La carovana della Pechino-Parigi, nel tredicesimo giorno di gara, è a Novosibirsk, dove sabato osserverà il secondo giorno di riposo dopo un pesante e logorante percorso di 680 chilometri.
LEGGI Il diario di Roberto Chiodi dalla Pechino-Parigi 2016
Nel diario di bordo di Roberto Chiodi, di giovedì e mercoledì viene riportato che «la nostra famiglia (quella della scuderia del Portello) non ha più la tenda Quechua. È stata lasciata nell’accampamento mentre veniva smantellato, portando allo scoperto una vegetazione sterposa e tiranna.È stato un atto solenne di liberazione, condiviso da molti concorrenti. Soprattutto quando abbiamo scoperto che quelle bellissime tende gialle a punta che costeggiavano le nostre postazioni venivano affittate per pochi dollari complete di tutto e già montate senza il fastidio di dover portar con noi sacchi a pelo e cuscini. Dopo la locanda di ieri notte (21 giugno) , stasera (22 giugno) resort con laghetto balneabile incorporato, parco verdeggiante, giovani cameriere in divisa e volendo pure il karaoke. Degno completamento di una giornata tutto sommato tranquilla. Però: abbiamo fatto 585 chilometri ( da Altai Republic ad Aya in terra russa) e cinque prove speciali sullo sterrato” Poi Chiodi si domanda “ si può giudicare “tranquilla”?. I nove giorni trascorsi a percorrere la Mongolia, con i mille inconvenienti che sono accaduti: macchine rotte, cappottate, poca assistenza dai mezzi di supporto, hanno segnato molto la resistenza dei rallysti, tanto che Roberto Chiodi ha scritto: “ dopo le flagellazioni subite in Mongolia, qualsiasi impegno appare modesto.
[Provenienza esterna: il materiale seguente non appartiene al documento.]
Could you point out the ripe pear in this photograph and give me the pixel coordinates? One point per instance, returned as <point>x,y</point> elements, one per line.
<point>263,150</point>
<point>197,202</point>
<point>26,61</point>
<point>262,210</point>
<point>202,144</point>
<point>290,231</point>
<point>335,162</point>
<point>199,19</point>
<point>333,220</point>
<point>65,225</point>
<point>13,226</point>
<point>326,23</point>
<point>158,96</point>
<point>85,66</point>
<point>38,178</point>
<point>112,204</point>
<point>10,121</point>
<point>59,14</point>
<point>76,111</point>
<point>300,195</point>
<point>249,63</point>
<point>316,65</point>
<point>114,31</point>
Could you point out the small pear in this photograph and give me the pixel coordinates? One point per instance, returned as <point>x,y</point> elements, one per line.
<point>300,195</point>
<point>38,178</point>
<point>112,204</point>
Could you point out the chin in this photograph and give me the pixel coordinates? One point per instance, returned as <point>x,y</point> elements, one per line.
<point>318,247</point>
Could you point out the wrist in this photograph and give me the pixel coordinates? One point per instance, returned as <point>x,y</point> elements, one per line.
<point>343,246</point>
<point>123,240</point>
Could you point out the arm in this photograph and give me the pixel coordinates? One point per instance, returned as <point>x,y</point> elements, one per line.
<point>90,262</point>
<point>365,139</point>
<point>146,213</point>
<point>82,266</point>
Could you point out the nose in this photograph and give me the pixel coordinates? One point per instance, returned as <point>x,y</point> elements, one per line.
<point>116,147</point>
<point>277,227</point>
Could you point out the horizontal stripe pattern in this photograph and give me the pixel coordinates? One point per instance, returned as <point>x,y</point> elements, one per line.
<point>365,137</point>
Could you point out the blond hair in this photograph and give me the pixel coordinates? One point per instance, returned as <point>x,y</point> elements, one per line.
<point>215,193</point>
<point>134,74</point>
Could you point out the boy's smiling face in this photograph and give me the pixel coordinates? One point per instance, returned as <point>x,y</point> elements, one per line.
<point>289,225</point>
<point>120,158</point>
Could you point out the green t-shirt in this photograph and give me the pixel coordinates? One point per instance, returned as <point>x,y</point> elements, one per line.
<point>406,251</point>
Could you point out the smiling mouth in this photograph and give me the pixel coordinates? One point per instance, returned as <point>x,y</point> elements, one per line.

Domani (oggi per chi legge) per esempio ci attendono 680 chilometri e la dose quotidiana di sterrati da fare nel minor tempo possibile. Ma c’é ormai in ognuno la convinzione che nulla potrà essere così arduo se confrontato ai massacri mongoli patiti da uomini e mezzi. Pure stasera (ieri giovedì) niente classifiche, ma nessuno si dispera. Abbiamo visto paesaggi bellissimi, questa regione degli Altai sembra la copia (magari modesta, ma sempre copia) della Svizzera montana. Noi siamo stati attaccati da un’aquila e da miliardi di zanzare assetate di buon sangue europeo”. Lo stupore e la paura per tutti: “ un’aquila? É vero, un’aquila: ci ha puntato e si é buttata frontalmente in picchiata contro il muso della Giulia. Io ho frenato all’ultimo istante, il rapace é schizzato di colpo verso l’alto con – mi si perdoni il termine sportivo – uno scatto di reni alla Buffon. Forse l’ho solo sfiorata, forse l’ho colpita leggermente ad un’ala. Ben gli sta. Avviso alle altre aquile (reali, kazache o siberiane) che incontreremo lungo il tragitto: non mettetevi mai contro una Giulia in corsa. Ci rimettereste le penne!».